Alternative assets may not meet expectations

by
alts

Alternative assets, such as private equity and hedge funds, are all the rage in the investment world. BlackRock (NYSE: BLK), the world’s biggest money manger with $11.6 trillion of assets under management, is a case in point.

BlackRock CEO Larry Fink lauds the potential of alternative assets, while lamenting their lack of accessibility for average investors. 

Alternative investments have been the province of institutional investors for years. But now BlackRock and other fund management firms are trying to bring individual investors to the table with mutual funds and exchange-traded funds (ETFs). Assets of these funds totaled $104 billion as of Dec. 31, according to Morningstar.

“Assets that will define the future—data centers, ports, power grids, the world’s fastest-growing private companies—aren’t available to most investors,” Fink said in his annual letter to shareholders. “They’re in private markets, locked behind high walls, with gates that open only for the wealthiest or largest market participants.”

Asset allocation: from 60/40 to 50/30/20

The rule of thumb for years has called for a portfolio of 60% stocks and 40% bonds for individual investors. But Fink says the future portfolio might be closer to 50% stocks, 30% bonds and 20% private assets such as real estate, infrastructure, and private credit.

But it’s no slam dunk that alternative-investment funds will be successful for individuals. Research from Morningstar shows that returns for all six of its categories of alternative asset funds lagged the stock market and a 60% stocks/40% bonds portfolio over the last 15 years.

The Morningstar US stock Market index posted a 12.9% annualized return during that period, while a 60/40 portfolio showed an 8.9% return. However, the six alternative categories scored returns of just 1.5% to 4.2%.
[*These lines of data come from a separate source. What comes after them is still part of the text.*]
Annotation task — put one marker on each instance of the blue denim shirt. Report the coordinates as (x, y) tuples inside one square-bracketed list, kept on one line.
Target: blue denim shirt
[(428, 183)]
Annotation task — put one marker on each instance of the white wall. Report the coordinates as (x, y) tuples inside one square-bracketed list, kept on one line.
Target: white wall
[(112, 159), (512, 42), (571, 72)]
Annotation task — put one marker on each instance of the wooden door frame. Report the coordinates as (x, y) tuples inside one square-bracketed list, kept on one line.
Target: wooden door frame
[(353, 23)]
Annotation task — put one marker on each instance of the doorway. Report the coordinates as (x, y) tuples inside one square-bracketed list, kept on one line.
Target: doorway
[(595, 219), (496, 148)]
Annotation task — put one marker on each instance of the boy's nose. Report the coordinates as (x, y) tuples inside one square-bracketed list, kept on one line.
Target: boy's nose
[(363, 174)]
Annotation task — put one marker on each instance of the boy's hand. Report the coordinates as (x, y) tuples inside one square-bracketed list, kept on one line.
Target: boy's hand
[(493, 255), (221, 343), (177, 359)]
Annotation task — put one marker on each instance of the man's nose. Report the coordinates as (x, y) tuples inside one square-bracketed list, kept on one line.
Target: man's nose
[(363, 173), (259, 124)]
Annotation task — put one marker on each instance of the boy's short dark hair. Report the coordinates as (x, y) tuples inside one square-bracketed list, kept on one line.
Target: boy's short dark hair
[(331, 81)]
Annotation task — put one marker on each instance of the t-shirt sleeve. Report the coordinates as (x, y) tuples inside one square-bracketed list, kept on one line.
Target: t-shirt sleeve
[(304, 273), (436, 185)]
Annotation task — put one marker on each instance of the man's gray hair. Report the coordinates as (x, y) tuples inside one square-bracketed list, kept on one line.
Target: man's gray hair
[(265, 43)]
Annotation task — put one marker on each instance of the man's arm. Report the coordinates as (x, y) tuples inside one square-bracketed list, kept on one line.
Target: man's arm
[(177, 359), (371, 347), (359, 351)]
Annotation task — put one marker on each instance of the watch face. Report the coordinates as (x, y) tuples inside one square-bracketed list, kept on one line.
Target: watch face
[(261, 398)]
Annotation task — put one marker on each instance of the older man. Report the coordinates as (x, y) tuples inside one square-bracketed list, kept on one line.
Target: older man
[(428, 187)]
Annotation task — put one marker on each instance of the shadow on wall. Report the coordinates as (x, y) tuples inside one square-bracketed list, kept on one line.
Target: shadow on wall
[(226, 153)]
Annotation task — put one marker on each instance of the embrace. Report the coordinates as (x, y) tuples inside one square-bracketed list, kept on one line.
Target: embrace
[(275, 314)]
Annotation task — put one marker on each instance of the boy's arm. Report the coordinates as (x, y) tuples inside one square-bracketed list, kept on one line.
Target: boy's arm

Risk-adjusted returns not ‘compelling’

To be sure, risk for the alternative funds has been lower than stocks and a 60/40 portfolio too, “but generally not low enough to generate compelling risk-adjusted returns,” wrote Morningstar portfolio strategist Amy Arnott.

Morningstar doesn’t list any alternative fund above its third highest rating out of five, “illustrating the lack of high-conviction investment options in the space,” she said. In addition, alternative funds have high expenses, making them far pricier than more mainstream assets.

Some experts, such as Harvard economist Larry Summers, argue that investing in alternative assets is just a leveraged bet on stocks. That can mean volatile moves. 

As a proxy for the industry, have a look at Blackstone (NYSE: BX), the largest alternative asset manager. Its stock has returned negative 17% this year, compared to a positive 35% return last year, an 83% positive return in 2023 and a 40% negative return in 2022. Those are pretty big swings.

So while it is possible to make money in alternative investments, don’t count on it.